Twenty-four genetic polymorphisms in the CYP2D6 gene were analysed in liver DNA samples of 39 Japanese and 44 Caucasians and compared with CYP2D6 protein levels and bufuralol 1'- and 6-hydroxylation activities in liver microsomes of these human samples. We detected 13 types of CYP2D6 genetic polymorphisms and classified these into 20 genotypes; nine types were found in Japanese and 14 types in Caucasian samples. CYP2D610B, but not CYP2D610A, was the most frequent (34.6%) in Japanese. In Caucasians, several CYP2D6 polymorphisms including CYP2D6*4, *4D, *4E, *4L, *3, *9, *5 and 2E (frequencies of 6.8, 3.4, 4.5, 9.1, 1.1, 2.3, 2.3 and 4.5%, respectively) were detected. A Caucasian having CYP2D63/5 had a protein with slower gel mobility (immunoblotting with anti-CYP2D6 antibody) and very low activity for bufuralol 1'-hydroxylation. Five Caucasian samples (CYP2D64/*4, *4/*4L, or *4D/4L) had no measurable CYP2D6 protein and very low bufuralol 1'-hydroxylation activities. Seven Japanese subjects with CYP2D610B/10B had CYP2D6 protein at levels of approximately 20% of those present in humans with CYP2D61 and 2 and catalysed bufuralol 1'-hydroxylation at low rates. Kinetic analysis of bufuralol 1'- and 6-hydroxylation indicates that (i) the Km values for 1'-hydroxylation were lower in individuals with CYP2D61/*1, *1/*2, *1/*2X2, and *2/2 than those with CYP2D64/*4, *4/*4L, *4D/*4L, or *10B/*10B and Vmax values tended to be higher in the former groups (*1, 2), and (ii) individuals with heterozygous CYP2D61/*4D, *1/*4L, and *1/5 had relatively high Vmax/Km ratios, whereas individuals with heterozygous CYP2D61/*9, *2/4D, *2/*5, *2/*10B, *2E/*4E, *3/*5, *4L/*9, and 10B/39 had lower Vmax/Km ratios for bufuralol 1'-hydroxylation. Quinidine inhibited bufuralol 1'-hydroxylation in liver microsomes, particularly at low substrate concentrations, in individuals with CYP2D61/1, and 1/12, but not those with CYP2D64/4 and very slightly in individuals with CYP2D610B/10B. The latter two groups were found to be more sensitive to alpha-naphthoflavone than the former groups, indicative of the contribution of CYP1A2. These results support the view that CYP2D63, *4, *4D, and 4L are major genotypes producing poor metabolizer phenotypes in CYP2D6 in Caucasians, whereas CYP2D610B is a major factor in decreased CYP2D6 protein expression and catalytic activities in Japanese.

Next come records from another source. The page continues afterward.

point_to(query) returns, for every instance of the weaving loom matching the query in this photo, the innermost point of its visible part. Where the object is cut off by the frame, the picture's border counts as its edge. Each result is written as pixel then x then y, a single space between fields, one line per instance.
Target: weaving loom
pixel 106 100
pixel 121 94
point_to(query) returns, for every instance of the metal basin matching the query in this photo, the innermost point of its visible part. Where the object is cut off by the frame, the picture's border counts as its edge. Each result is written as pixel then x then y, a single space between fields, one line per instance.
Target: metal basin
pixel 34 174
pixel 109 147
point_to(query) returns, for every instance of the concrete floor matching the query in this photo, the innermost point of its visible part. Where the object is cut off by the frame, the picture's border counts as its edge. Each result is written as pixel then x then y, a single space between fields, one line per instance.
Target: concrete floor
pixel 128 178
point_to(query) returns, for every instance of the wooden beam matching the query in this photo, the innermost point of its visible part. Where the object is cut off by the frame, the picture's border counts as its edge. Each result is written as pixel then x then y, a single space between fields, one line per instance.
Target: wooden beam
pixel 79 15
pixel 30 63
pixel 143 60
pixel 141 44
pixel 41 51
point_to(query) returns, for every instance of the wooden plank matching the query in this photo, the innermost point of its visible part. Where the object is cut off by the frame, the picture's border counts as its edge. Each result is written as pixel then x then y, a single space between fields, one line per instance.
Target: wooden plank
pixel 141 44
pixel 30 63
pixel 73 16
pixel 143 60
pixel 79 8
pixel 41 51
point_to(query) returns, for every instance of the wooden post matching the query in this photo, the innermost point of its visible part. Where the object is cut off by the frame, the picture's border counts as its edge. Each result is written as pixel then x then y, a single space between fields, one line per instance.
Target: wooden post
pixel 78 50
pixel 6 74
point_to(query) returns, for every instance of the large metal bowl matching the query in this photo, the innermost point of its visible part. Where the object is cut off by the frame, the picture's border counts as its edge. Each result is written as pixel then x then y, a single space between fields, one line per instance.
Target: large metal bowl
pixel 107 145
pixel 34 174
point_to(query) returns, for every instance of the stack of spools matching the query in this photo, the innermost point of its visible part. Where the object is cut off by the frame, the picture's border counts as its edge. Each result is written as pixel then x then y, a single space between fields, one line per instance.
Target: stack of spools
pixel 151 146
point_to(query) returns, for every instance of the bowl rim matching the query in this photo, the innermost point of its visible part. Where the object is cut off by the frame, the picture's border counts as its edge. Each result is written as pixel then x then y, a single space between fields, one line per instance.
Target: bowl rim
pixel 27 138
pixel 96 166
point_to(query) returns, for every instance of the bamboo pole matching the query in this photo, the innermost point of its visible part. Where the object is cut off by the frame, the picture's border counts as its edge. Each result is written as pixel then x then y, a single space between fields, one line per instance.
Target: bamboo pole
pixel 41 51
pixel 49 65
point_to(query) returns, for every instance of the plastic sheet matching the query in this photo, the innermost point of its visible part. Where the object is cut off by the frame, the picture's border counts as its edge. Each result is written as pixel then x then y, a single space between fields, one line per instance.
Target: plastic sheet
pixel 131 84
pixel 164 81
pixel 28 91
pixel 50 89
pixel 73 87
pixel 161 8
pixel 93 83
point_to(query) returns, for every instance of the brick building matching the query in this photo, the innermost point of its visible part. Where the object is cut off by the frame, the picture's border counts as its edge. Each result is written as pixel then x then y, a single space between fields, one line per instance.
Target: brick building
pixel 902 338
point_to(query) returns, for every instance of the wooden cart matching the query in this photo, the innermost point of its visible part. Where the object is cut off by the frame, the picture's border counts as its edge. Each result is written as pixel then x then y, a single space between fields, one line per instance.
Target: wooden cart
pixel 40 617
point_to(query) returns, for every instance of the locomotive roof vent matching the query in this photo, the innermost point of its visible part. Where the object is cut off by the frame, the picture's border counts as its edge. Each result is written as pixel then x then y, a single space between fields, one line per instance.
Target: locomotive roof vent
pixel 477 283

对39名日本人及44名高加索人的肝脏DNA样本中的CYP2D6基因的24个基因多态性进行了分析,并与这些人类样本肝脏微粒体中的CYP2D6蛋白水平及丁呋洛尔1'-和6-羟基化活性进行了比较。我们检测到13种CYP2D6基因多态性,并将其分为20种基因型;在日本人中发现了9种,在高加索人样本中发现了14种。CYP2D610B在日本人中最为常见(34.6%),而CYP2D610A并非如此。在高加索人中,检测到了几种CYP2D6多态性,包括CYP2D6*4、*4D、*4E、4L、3、9、5和2E(频率分别为6.8%、3.4%、4.5%、9.1%、1.1%、2.3%、2.3%和4.5%)。一名具有CYP2D63/5的高加索人其蛋白质具有较慢的凝胶迁移率(用抗CYP2D6抗体进行免疫印迹),且丁呋洛尔1'-羟基化活性非常低。五个高加索人样本(CYP2D64/4、4/4L或4D/4L)未检测到可测量的CYP2D6蛋白,且丁呋洛尔1'-羟基化活性非常低。七名具有CYP2D610B/'10B的日本人的CYP2D6蛋白水平约为具有CYP2D61及2的人的20%,且丁呋洛尔'1'-羟基化催化速率较低。丁呋洛尔1'-和6-羟基化的动力学分析表明:(i)具有CYP2D61/*1、*1/*2、*1/2X2及2/2的个体中1'-羟基化的Km值低于具有CYP2D64/*4、*4/*4L、*4D/4L或10B/*10B的个体,且前几组(*1、2)的Vmax值倾向于更高;(ii)具有杂合子CYP2D61/*4D、*1/4L及1/5的个体具有相对较高的Vmax/Km比值,而具有杂合子CYP2D61/*9、*2/4D、*2/*5、*2/*10B、*2E/*4E、*3/*5、4L/9及10B/39的个体丁呋洛尔1'-羟基化的Vmax/Km比值较低。奎尼丁抑制具有CYP2D61/1及1/12的个体肝脏微粒体中的丁呋洛尔1'-羟基化,尤其是在低底物浓度时,但不抑制具有CYP2D64/4的个体,对具有CYP2D610B/10B的个体抑制作用非常轻微。发现后两组比前两组对α-萘黄酮更敏感,表明CYP1A2的作用。这些结果支持以下观点:CYP2D63、4、4D及4L是导致高加索人CYP2D6中代谢不良者表型的主要基因型,而CYP2D610B是导致日本人CYP2D6蛋白表达及催化活性降低的主要因素。